The lightly raced five-year-old has always had his share of ability as well as his share of issues, which included a heart irregularity in June and, apparently, a bone chip in a knee more recently - and that's where the story began, according to trainer Francis Lui Kin-wai.
With the connections deciding during the summer that an operation to remove the chip was required, owner Eric Tsang Chi-wai expanded that idea to having it done in New Zealand, where Caga Boy could then enjoy a good spell in a lush, green paddock afterwards.
All well and good in theory.
Then equine influenza took a hand.
The flight that was to carry Caga Boy to New Zealand had to go via Australia, which was by then under import-export lockdown due to the disease outbreak, so Caga Boy was stuck in limbo.
'Caga Boy was already in quarantine and remained there for four months,' Lui said after the 54-1 upset as the match between South China Elite and Craig's Dragon failed to materialise.
'In that time, he couldn't do much more than walking as his exercise and when he came out, the pain from the bone chip had just disappeared.'
So much so, that the whole idea of having any surgery at all was abandoned, the horse thrown straight back into his work and Lui couldn't believe how happy and free in his action Caga Boy had become.
'After the break, he seemed so well in his training that I just wanted to run him in something,' he said.
'I know he has not been a 1,000m horse before, but he has won 1,400m and as we see many times, a fresh 1,400m horse can usually run a good race up the straight 1,000m.
'He was fresh and very healthy.
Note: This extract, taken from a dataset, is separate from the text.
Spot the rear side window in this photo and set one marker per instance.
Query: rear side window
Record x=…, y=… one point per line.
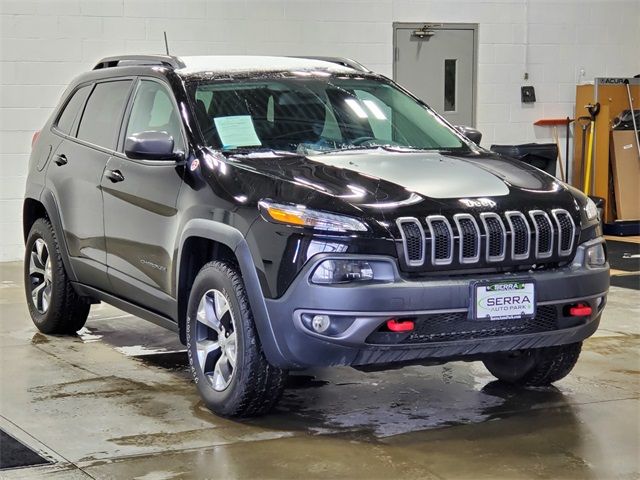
x=71, y=109
x=102, y=115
We were a bit lucky to have the draw in gate 14, which is usually an advantage in these races, but I am not really surprised that Caga Boy has run well.'
That was clear to most observers when they saw Howard Cheng Yue-tin's celebration past the post, and Tsang's demeanour in the winners' circle was not that of an owner who had missed out on backing his 54-1 winner, while favourite backers were wishing he had found his way to the green fields of New Zealand.
The John Moore-trained Craig's Dragon did best of the two heavily backed favourites in finishing fifth, and Moore said the three-year-old had looked sluggish in the sprint and in need of more distance.
Meanwhile, David Hall's South China Elite was eased down by Brett Prebble when the jockey told stewards he had not felt the gelding to be stretching out fully in his action.